From behind the grille a voice says, ‘Picquart?’
The light is dim. It’s hard for me to make him out at first. ‘Labori? What’s going on?’
‘Henry has been arrested.’
‘My God. For what?’
‘The government has just put out a statement. Listen: “Today in the office of the Minister of War, Colonel Henry admitted that he was the author of the document of 1896 in which Dreyfus was named. The Minister of War immediately ordered his arrest and he was taken to the fortress of Mont-Valérien.”’ He pauses for my reaction. ‘Picquart? Did you hear that?’
It takes me a moment to absorb it. ‘What made him confess?’
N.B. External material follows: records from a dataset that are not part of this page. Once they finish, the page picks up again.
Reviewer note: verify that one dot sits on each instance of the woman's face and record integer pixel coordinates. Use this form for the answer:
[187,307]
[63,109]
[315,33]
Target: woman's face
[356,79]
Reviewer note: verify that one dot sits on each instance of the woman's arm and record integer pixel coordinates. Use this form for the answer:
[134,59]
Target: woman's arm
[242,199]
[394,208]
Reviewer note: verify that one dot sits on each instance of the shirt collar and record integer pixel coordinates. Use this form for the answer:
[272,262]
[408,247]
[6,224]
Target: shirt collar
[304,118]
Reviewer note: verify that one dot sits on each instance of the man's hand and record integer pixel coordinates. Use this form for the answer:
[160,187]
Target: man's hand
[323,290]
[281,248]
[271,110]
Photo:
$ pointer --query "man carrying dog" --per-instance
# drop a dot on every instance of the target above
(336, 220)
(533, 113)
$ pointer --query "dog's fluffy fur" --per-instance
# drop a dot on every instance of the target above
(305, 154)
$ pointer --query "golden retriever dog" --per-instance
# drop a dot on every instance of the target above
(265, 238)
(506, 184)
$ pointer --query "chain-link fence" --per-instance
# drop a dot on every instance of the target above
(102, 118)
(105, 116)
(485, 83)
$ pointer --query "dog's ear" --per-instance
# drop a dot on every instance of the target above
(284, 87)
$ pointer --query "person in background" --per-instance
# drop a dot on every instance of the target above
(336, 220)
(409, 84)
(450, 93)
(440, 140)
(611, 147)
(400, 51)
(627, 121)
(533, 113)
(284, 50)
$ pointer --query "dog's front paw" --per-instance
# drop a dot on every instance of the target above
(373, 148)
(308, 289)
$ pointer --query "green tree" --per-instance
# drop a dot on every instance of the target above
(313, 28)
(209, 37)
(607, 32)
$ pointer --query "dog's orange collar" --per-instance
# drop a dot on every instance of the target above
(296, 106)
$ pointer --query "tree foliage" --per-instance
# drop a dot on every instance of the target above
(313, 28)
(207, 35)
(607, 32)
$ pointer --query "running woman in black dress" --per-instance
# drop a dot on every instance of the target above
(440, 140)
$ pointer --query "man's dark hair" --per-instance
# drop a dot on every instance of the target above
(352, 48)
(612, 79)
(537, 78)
‘Nobody knows yet. This only happened a few hours ago. All we have is the statement.’
‘And what about the others? Boisdeffre, Gonse — do we know anything about them?’
‘No, but all of them are finished. They staked everything on that letter.’ Labori leans in very close to the grille. Through the thick mesh I can see his blue eyes bright with excitement. ‘Henry would never have forged it purely on his own initiative, would he?’
‘It’s unimaginable. If they didn’t directly order it, then at the very least they must have known what he was up to.’
‘Exactly! You do realise now we’ll be able to call him as a witness? Just let me get him on the stand! What a prospect! I’ll make him sing about that and everything else he knows — all the way back to the original court martial.’
‘I would love to know what made him admit it after all this time.’
‘No doubt we’ll discover in the morning. Anyway, there it is — wonderful news for you to sleep on. I’ll come back again tomorrow. Good night, Picquart.’
‘Thank you. Good night.’
I am taken back to my cell.
The animal noises are particularly loud that night, but it isn’t those that keep me awake — it is the thought of Henry in Mont-Valérien.
The next day is the worst I have ever spent in prison. For once I cannot even concentrate to read. I prowl up and down my tiny cell in frustration, my mind constructing and discarding scenarios of what might have happened, what is happening and what could happen next.
The hours crawl past. The evening meal is served. The daylight begins to retreat. At around nine o’clock the warder unlocks my door again and tells me to follow him. How long that walk is! And the curious thing is, right at the very end of it, when I am in the visiting room, and Labori turns his face to the grille, I know exactly what he is going to say, even before I have registered his expression.
He says, ‘Henry’s dead.’
I stare at him, allowing the fact to settle. ‘How did it happen?’
‘They found him this afternoon in his cell at Mont-Valérien with his throat cut. Naturally they’re saying he killed himself. Strange how that seems to keep happening.’ He says anxiously, ‘Are you all right, Picquart?’
I have to turn away from him. I am not sure why I am weeping — out of tiredness, perhaps, or strain; or perhaps it is for Henry, whom I never could bring myself to hate entirely, despite everything, understanding him too well for that.
I think of Henry often. I have little else to do.